Le 4 août, le Président de la transition, le général Mamadi Doumbouya, a convoqué le corps électoral le 21 septembre prochain, pour se prononcer sur le projet de nouvelle Constitution. Mais des partis politiques dénoncent un processus « unilatéral », augurent des lendemains incertains.
Vulgarisation du projet de nouvelle Constitution, révision des listes électorales, mise en place de la Direction générale des élections (DGE), appel au corps électoral…la Guinée continue son chemin vers le scrutin référendaire : le premier, après plus de trois ans de transition.
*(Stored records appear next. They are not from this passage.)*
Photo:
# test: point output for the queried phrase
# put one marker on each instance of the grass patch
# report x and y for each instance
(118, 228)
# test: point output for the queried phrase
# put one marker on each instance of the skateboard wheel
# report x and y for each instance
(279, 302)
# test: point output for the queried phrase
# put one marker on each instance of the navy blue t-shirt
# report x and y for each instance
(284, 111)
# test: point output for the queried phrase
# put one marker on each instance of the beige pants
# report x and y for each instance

Le référendum constitue la première étape d’une série de scrutins censées conduire au retour à l’ordre constitutionnel. Mais le processus laisse à l’écart les partis politiques les plus représentatifs : le Rpg arc-en-ciel d’Alpha Condé, l’Ufdg de Cellou Dalein Diallo, l’Ufr de Sidya Touré, tous en exil. S’y ajoutent, entre autres, le MoDel d’Aliou Bah (en prison), le BL de Faya Millimouno, qui se dit menacé pour ses prises de position politiques vis-à-vis de la junte.
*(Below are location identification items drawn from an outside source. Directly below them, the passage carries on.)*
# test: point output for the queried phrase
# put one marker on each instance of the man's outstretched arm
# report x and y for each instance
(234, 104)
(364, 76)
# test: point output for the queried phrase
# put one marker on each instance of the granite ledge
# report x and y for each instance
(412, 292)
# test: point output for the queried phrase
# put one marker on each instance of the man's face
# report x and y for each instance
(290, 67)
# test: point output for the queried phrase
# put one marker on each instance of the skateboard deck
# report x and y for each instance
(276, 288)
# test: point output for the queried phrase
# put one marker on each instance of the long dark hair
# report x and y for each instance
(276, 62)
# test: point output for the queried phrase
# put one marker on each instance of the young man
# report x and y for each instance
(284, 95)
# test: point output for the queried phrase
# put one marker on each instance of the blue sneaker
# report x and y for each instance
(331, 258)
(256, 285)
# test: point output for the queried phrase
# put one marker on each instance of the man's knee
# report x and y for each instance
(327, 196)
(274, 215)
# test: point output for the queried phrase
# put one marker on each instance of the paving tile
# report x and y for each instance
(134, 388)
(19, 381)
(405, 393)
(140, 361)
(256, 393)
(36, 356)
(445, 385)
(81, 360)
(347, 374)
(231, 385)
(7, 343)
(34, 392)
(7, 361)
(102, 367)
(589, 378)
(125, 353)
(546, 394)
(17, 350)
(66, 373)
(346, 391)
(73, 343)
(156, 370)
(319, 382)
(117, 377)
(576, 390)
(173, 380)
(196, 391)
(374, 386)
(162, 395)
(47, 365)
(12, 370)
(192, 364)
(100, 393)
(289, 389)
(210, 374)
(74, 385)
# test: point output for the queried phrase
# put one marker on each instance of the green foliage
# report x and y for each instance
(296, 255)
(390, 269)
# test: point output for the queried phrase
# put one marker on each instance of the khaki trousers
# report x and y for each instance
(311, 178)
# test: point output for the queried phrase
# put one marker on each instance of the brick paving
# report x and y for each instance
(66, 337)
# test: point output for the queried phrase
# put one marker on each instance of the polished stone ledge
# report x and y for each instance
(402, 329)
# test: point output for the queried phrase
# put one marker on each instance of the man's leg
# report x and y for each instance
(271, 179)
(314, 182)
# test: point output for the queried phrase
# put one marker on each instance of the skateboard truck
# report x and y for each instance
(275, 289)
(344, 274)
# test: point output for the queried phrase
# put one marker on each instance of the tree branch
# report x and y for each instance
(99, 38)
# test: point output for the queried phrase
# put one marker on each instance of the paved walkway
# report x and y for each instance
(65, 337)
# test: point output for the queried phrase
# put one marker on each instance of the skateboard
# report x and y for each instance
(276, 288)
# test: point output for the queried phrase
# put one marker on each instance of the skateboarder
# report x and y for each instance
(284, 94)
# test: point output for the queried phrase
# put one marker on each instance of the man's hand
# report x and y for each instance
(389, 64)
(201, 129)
Le Rpg arc-en-ciel, démembré, suspendu par les autorités de la transition, estime que la transition est terminée depuis le 31 décembre 2024. Une position soutenue, en bloc, par les Forces vives de Guinée qui regroupent les principales formations politiques et des organisations de la Société civile. D’où, « tout ce que la junte fait maintenant-là est son programme à elle, cela ne nous concerne pas », estime Mohamed Lamine Kamissoko, du bureau politique du RPG, l’ex-parti au pouvoir, joint au téléphone mardi 5 août. Selon lui, les militants du parti se sont recensés juste au besoin des papiers, pas pour le vote. « Nous, nous n’allons pas au vote tant que nous n’avons pas le retour à l’ordre constitutionnel. Nous avons toujours dit que l’ordre constitutionnel n’est pas l’organisation d’une élection. Une force avait renversé l’ordre constitutionnel qui était là, c’est cet ordre constitutionnel-là qu’il faut remettre en place. Ce n’est pas l’organisation d’une élection », explique M. Kamissoko.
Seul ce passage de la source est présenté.